My first time on the forum.

I am doing some work with a high speed camera that I have been loaned. it will shoot at up to 650,000 fps but the resolution drops throught the floor at the highest frame rates. My work is generally going to be close up with quite a few shots in macro. I need powerful lights but they don't necessarily need a very wide spread - around 6 feet maybe. I have a bicycle light that is 800 lumens and that gives me a reasonably decent amount of light when I'm shooting very close up. I need something more powerful though. But I only really have up to around $500 to spend on this. I already have some decent Tungsten lights but, as mains, they will flicker when shooting at high frame rates. I don't have 3-phase power or a generator so can't go for very high wattage (5KW+) Tungsten which would avoid the flicker. So, with my budget that leaves me with battery light options. I could get something like http://www.lightandmotion.com/choose-your-light/stella-pro/stella-1000 but that only gives me 1000 Lumens. A flashlight would give me a lot more output for my money, giving several times higher lumens output - 3000+. Are there disadvantages? I know that the color balance won't be the same as a properly claibrated cmaera light but I could fix that and may shoot in B&W anyway.

Any advice would be great. Thank you.


----------



## ssanasisredna (Jan 17, 2017)

insch said:


> My first time on the forum.
> 
> I am doing some work with a high speed camera that I have been loaned. it will shoot at up to 650,000 fps but the resolution drops throught the floor at the highest frame rates. My work is generally going to be close up with quite a few shots in macro. I need powerful lights but they don't necessarily need a very wide spread - around 6 feet maybe. I have a bicycle light that is 800 lumens and that gives me a reasonably decent amount of light when I'm shooting very close up. I need something more powerful though. But I only really have up to around $500 to spend on this. I already have some decent Tungsten lights but, as mains, they will flicker when shooting at high frame rates. I don't have 3-phase power or a generator so can't go for very high wattage (5KW+) Tungsten which would avoid the flicker. So, with my budget that leaves me with battery light options.
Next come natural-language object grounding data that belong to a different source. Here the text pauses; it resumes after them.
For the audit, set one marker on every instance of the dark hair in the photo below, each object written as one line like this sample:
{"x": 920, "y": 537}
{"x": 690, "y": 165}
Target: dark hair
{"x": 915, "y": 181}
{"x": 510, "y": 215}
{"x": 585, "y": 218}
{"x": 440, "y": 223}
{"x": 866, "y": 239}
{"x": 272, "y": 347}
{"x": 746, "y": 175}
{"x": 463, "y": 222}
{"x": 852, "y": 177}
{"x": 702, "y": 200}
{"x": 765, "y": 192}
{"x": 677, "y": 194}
I could get something like http://www.lightandmotion.com/choose-your-light/stella-pro/stella-1000 but that only gives me 1000 Lumens. A flashlight would give me a lot more output for my money, giving several times higher lumens output - 3000+. Are there disadvantages? I know that the color balance won't be the same as a properly claibrated cmaera light but I could fix that and may shoot in B&W anyway.
> 
> Any advice would be great. Thank you.



Get boost drivers off EBAY and buy COB LEDs(Bridgelux). You can pull 500+W from 12W battery, 1000W if it's AGM. You only need very short illumination periods. 10000 lumens at 100W is reasonable. You can build in increments of 10000 lumens for <$60-70 + mounting HW and the battery.

Other option is an RC LiPo battery. If you only need a few minutes you could have a fairly small battery.


----------



## RedLED (Jan 22, 2017)

What are you shooting?


----------



## brickcheck (Mar 12, 2017)

You should post some of your photos after you take them. I always like seeing these ultra high frame per second photos


----------